Con l’inserimento dei commi 1 e 2 all’articolo 132-ter del Codice delle Assicurazioni (CAP) si è previsto che lo sconto relativo all’accettazione di alcune clausole non possa essere inferiore a una percentuale determinata dall’IVASS. La percentuale di sconto è aumentata per le regioni a maggiore tasso di sinistrosità. L’impresa di assicurazione deve pubblicare sul proprio sito internet l’entità della riduzione dei premi correlata all’accettazione delle condizioni limitative per il cliente previste dall’articolo 132-ter. Inoltre, in pratica è rimasta solo la clausola della black box, in quanto sono state inspiegabilmente eliminate le clausole delle carrozzerie convenzionate e della rinuncia alla cessione del credito.

 

Secondo Minucci tale disposizione ha una forte connotazione anti-concorrenziale per due motivi: 1) costringe l’Autorità ad entrare nel gioco concorrenziale, che deve riguardare invece solo gli attori del mercato1; 2) può disincentivare le imprese dall’offrire le clausole contrattuali (ossia le black box), in quanto alcune imprese potrebbero trovare non conveniente offrire gli sconti imposti dall’IVASS.

L’Associazione esprime inoltre forti perplessità sotto il profilo della congruità con i principi del diritto comunitario: l’imposizione di sconti obbligatori predefiniti è infatti in aperto conflitto con il principio di libertà tariffaria delle compagnie e viola la normativa europea (cfr. artt. 6, 29 e 30, paragrafi 2 e 3, e 39 della Direttiva 88/357/CEE) e, più in generale, gli articoli 49 e 56 TFUE. Su questi stessi profili si è espressa anche la Corte di Giustizia (Causa C-59/01 Commissione c. Repubblica italiana, EU: C:2003:102 e Causa C-518/06 Commissione delle Comunità europee c. Repubblica italiana, EU:C:2009:270), che ha dichiarato in contrasto con il principio di libertà tariffaria sia un sistema di blocco dei prezzi sia la prescrizione di vincoli alla fissazione dei premi sulla base di criteri prefissati.

 

Per quanto riguarda la questione delle tabelle di valutazione del danno da lesione gravi per incidente stradale, è stata, inoltre, modificata l’originaria disposizione e l’attuale articolo 8 presenta un testo ben lontano dal conseguire l’obiettivo di ridurre le

tariffe r.c. auto.

La finalità della modifica sembra quella di dare valore normativo alle tabelle attualmente applicate dal Tribunale di Milano.
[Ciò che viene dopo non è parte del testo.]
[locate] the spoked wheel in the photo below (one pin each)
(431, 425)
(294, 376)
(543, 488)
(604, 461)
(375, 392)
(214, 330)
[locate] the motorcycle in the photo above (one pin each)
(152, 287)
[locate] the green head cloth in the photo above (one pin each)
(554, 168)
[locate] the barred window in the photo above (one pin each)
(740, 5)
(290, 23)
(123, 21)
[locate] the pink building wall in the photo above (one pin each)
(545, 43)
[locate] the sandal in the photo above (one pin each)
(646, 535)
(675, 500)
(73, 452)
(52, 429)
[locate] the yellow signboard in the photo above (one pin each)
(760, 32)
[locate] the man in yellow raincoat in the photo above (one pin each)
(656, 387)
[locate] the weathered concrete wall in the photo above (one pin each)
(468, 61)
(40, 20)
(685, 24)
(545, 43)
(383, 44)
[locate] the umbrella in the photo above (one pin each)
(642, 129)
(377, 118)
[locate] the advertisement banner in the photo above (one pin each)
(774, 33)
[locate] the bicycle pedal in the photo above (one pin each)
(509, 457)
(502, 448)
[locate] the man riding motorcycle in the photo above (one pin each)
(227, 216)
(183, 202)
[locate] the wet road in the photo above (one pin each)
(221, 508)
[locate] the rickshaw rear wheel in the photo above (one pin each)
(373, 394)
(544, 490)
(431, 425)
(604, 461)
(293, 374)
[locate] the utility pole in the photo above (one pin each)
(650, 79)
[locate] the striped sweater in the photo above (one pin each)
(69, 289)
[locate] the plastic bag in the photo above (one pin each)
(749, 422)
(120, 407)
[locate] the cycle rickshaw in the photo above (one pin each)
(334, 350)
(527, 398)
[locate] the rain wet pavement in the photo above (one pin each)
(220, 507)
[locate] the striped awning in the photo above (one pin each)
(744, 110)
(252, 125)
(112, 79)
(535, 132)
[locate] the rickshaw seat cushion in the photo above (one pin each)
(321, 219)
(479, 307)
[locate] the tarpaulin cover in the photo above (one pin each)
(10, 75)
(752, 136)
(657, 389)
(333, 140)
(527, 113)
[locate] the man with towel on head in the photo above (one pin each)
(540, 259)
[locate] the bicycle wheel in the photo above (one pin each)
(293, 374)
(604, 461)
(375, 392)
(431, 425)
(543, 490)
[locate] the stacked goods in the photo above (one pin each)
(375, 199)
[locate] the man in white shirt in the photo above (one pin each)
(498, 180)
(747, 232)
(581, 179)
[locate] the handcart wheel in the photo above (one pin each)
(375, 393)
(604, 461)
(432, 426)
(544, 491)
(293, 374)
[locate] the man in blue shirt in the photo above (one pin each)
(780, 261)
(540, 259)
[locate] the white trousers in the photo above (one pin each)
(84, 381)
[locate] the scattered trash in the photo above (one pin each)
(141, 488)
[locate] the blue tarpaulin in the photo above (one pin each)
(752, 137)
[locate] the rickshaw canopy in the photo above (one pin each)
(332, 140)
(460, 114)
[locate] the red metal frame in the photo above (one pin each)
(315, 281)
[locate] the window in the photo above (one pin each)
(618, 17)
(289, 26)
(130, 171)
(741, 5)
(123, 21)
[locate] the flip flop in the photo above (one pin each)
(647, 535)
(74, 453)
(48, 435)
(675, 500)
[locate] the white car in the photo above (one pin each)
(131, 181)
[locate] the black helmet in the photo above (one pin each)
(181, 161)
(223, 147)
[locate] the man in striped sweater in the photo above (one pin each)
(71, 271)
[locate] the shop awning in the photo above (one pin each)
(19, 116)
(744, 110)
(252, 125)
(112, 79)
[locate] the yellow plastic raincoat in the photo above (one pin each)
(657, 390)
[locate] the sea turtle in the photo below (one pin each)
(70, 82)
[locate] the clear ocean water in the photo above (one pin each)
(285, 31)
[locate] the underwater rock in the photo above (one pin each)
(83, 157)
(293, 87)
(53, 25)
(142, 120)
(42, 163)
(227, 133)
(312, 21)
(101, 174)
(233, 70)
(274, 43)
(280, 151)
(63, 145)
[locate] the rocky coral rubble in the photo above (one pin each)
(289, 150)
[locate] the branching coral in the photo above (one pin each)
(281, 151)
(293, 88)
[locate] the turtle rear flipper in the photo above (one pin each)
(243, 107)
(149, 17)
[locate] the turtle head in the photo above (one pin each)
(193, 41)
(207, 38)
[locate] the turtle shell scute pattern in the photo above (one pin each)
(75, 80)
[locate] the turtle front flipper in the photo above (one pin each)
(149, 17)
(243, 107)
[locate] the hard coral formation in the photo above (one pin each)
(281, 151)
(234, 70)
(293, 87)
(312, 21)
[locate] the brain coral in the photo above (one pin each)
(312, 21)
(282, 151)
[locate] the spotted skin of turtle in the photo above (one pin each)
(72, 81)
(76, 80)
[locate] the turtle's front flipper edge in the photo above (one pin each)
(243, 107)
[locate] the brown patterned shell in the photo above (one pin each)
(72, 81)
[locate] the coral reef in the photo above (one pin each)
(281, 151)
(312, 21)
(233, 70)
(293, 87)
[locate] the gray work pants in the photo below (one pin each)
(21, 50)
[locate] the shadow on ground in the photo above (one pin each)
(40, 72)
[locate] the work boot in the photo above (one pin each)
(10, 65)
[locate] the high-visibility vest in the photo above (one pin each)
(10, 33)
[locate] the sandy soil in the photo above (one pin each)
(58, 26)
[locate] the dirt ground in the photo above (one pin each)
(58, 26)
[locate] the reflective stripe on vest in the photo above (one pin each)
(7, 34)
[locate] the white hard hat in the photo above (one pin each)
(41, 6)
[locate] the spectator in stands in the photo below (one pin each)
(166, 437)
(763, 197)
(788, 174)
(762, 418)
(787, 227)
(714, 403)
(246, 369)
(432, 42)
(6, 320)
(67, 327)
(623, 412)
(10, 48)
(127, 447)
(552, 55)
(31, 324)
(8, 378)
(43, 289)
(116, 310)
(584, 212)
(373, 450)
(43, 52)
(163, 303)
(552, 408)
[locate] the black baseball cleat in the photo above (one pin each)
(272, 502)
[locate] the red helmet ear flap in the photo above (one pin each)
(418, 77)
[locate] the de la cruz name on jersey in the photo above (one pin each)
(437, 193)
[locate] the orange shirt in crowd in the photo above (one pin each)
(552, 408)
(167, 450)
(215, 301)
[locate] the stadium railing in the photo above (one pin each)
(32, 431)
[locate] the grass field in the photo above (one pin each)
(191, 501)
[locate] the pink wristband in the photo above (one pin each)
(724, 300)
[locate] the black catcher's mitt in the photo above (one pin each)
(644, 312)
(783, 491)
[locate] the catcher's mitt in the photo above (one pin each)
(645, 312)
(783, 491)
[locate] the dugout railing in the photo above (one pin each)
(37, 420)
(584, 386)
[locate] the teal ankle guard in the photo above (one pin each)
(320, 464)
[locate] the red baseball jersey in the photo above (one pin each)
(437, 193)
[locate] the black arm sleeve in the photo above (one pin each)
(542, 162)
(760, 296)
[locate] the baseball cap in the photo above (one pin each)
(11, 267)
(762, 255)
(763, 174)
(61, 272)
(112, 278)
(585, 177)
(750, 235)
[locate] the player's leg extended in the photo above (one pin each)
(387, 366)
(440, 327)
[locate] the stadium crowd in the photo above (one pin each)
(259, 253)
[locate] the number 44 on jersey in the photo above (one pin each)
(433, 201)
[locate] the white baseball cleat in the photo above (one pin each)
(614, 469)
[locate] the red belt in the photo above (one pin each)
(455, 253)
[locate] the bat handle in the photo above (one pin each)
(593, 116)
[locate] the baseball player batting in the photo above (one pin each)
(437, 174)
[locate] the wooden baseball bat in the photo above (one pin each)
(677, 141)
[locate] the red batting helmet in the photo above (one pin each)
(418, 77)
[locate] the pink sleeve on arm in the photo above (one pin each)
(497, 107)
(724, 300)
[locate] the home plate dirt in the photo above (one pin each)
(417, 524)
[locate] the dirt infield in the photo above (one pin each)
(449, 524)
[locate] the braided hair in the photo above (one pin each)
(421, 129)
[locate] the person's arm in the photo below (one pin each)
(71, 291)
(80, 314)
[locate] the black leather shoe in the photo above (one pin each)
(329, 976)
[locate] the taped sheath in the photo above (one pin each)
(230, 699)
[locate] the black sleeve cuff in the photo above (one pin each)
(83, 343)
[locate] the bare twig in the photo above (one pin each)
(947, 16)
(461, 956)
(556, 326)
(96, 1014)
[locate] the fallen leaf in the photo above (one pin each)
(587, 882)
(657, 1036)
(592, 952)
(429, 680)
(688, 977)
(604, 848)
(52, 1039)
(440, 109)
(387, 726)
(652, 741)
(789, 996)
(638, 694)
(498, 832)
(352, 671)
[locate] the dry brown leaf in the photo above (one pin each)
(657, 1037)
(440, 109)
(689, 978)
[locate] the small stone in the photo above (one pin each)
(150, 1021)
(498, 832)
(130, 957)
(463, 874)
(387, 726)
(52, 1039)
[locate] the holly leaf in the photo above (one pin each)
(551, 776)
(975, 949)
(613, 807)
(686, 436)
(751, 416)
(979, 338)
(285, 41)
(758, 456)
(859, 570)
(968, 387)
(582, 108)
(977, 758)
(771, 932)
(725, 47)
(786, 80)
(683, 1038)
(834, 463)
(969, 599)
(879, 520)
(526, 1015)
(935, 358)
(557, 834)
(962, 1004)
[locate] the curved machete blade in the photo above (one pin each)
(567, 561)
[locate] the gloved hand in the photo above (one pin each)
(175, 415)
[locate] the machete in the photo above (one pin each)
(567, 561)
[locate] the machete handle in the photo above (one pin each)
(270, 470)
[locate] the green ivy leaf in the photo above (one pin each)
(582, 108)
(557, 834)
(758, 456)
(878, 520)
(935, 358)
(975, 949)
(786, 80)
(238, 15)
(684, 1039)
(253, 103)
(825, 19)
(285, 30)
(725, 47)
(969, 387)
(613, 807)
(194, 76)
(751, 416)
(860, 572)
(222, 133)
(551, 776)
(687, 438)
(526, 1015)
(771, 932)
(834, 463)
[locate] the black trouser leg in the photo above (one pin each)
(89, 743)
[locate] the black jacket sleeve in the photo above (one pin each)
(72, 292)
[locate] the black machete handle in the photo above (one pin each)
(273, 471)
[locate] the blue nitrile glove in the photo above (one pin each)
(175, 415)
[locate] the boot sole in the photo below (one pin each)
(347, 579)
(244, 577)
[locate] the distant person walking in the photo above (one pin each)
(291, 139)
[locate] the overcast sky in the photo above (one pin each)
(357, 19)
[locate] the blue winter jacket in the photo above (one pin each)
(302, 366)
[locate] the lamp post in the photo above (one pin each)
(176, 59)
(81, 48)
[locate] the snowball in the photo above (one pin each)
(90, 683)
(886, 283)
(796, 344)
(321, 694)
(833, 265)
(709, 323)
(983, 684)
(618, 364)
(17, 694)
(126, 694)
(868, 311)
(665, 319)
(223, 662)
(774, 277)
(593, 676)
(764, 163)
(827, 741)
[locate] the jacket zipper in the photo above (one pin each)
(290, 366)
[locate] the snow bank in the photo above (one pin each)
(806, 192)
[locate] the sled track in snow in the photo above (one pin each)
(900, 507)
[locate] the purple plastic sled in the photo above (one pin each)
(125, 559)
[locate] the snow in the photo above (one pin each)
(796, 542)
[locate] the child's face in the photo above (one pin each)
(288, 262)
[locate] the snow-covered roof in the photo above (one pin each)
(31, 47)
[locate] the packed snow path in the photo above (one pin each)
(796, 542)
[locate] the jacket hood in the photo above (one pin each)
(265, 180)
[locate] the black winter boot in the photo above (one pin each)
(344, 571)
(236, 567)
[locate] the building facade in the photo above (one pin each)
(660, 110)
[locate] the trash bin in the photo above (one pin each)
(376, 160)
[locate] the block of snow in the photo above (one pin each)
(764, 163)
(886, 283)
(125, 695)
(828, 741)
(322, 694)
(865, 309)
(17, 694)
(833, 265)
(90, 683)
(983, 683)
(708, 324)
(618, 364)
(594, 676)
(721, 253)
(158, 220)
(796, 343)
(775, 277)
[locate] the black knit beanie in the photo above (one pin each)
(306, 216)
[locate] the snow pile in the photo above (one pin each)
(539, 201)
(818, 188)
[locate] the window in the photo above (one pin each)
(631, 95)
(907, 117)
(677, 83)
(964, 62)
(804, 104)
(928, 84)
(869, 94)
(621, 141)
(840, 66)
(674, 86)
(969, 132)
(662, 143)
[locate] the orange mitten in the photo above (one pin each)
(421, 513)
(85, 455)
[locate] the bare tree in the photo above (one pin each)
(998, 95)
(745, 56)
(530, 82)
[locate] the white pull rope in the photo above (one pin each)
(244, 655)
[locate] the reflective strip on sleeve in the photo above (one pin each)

Ma lo si fa in modo ambiguo e non chiaro, lasciando spazio a dubbi interpretativi.

In particolare, si prevede l’introduzione della categoria del danno morale, muovendosi in direzione opposta rispetto a quanto sancito dalla giurisprudenza della Corte di Cassazione che aveva stabilito il principio di unitarietà del danno non patrimoniale. In questo modo si corre il rischio di alimentare la proliferazione di ulteriori voci di danno, con il conseguente ricorso a contenziosi, l’allungamento i tempi dei risarcimenti ed l’aumento dei costi.

Inoltre, va chiarito in maniera inequivocabile che il risarcimento di cui all’articolo 8 – che oltre a valori tabellari include la personalizzazione del giudice – sia effettivamente omnicomprensivo di tutte le possibili fattispecie di danno.

Minucci rileva, ovviamente, più elevati sono i risarcimenti, più elevati dovranno essere i prezzi delle polizze. Maggiore è l’incertezza nella determinazione del  danno risarcibile, maggiore sarà il contenzioso, con inevitabile allungamento dei tempi, aumento dei costi e aggravio del sistema giudiziario.

“Rimane comunque per noi incomprensibile che la valutazione risarcitoria offerta alle vittime di incidenti stradali sia enormemente superiore (generalmente più che doppia e per molti punti di invalidità anche tripla) di quella, sia pure di natura indennitaria, prevista dall’INAIL nel caso di infortuni sul lavoro”, ha detto.

In conclusione, se venisse confermato l’impianto del provvedimento approvato in prima lettura è certo che esso, secondo l’Associazione delle Imprese, non favorirà riduzioni nei prezzi dell’r.c. auto.

Minucci ha inoltre sottolineato come, “tenuto conto che i fattori congiunturali che avevano favorito un percorso virtuoso nell’andamento dei prezzi stanno cominciando a manifestare un’inversione di tendenza è prevedibile un aumento del prezzo della copertura obbligatoria rc auto”.

Nel corso del suo intervento Minucci auspica anche, relativamente alla previdenza complementare, “il pieno ripristino della portabilità incondizionata del contributo datoriale in caso di trasferimento della posizione previdenziale” del lavoratore perché la sua soppressione “rappresenta un passo indietro rispetto ad un’innovazione che avrebbe favorito l’equiparazione delle forme di previdenza complementare”. 

Minucci ha spiegato che le disposizioni che poi sono state stravolte alla Camera “rappresentavano un chiaro vantaggio per i lavoratori, che in quanto titolari delle risorse, hanno il diritto di deciderne la destinazione”.